A Catholic nonprofit reportedly dropped millions of dollars on a digital gay witch hunt.
According to an in-depth Washington Post piece, the Denver-based group Catholic Laity and Clergy for Renewal spent $4 million to identify priests who were using dating and hookup apps popular among gay and bisexual men. The organization claimed it used the money to purchase data from companies like Grindr, Scruff, Growlr, and Jack’d, as well as OkCupid.
The information was reportedly collected between 2018-2021, and included images of location pings. Renewal then cross-referenced locations with the addresses of parishes, workplaces, and seminaries, which helped them identify clergy who were active on the platforms. Renewal allegedly shared their findings with bishops across the country.
Documents reviewed by the Post indicate the group’s main sources were data brokers—companies or individuals that collect personal data and sell it to other entities for marketing purposes.
“The documents The Post reviewed do not name the ad brokers and exchanges where they say the data came from,” the newspaper writes. “It isn’t clear whether the Renewal donors purchased data directly from brokers, or from someone else who had, or a combination of the two.”
A Grindr rep told the outlet that the company stopped sharing location data in 2020, and has limited the kind of information gives to its ad partners.
“We are infuriated by the actions of these anti-LGBTQ vigilantes. Grindr has and will continue to push the industry to keep bad actors out of the ad tech ecosystem, particularly on behalf of the LGBTQ community,” Grindr spokesman Patrick Lenihan said. “All this group is doing is hurting people.”
Renewal’s president, Jayd Henricks, addressed the Post’s report on the First Things website, claiming his goal was to simply protect the church.

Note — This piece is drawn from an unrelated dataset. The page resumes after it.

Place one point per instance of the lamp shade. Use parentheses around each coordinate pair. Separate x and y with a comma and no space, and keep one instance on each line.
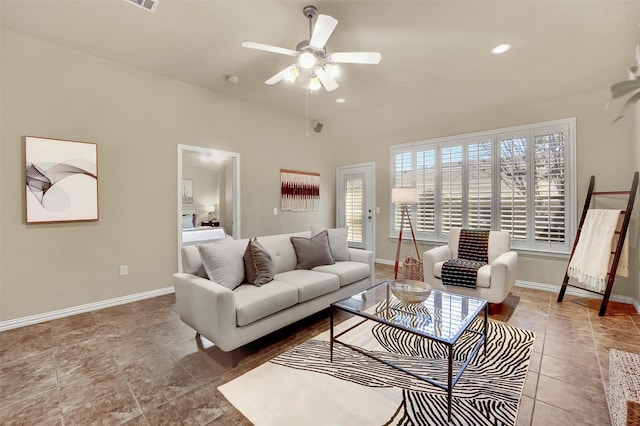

“It should be noted that these sorts of hookup apps are designed specifically for casual, anonymous sexual encounters—it’s not about straight or gay priests and seminarians, it’s about behavior that harms everyone involved, at some level and in some way, and is a witness against the ministry of the Church,” Henricks wrote. “At no time did I make information available for public use. That, to me, isn’t a work of service to the Church. Rather, I left it to the proper authority of rectors and bishops to act prudentially.”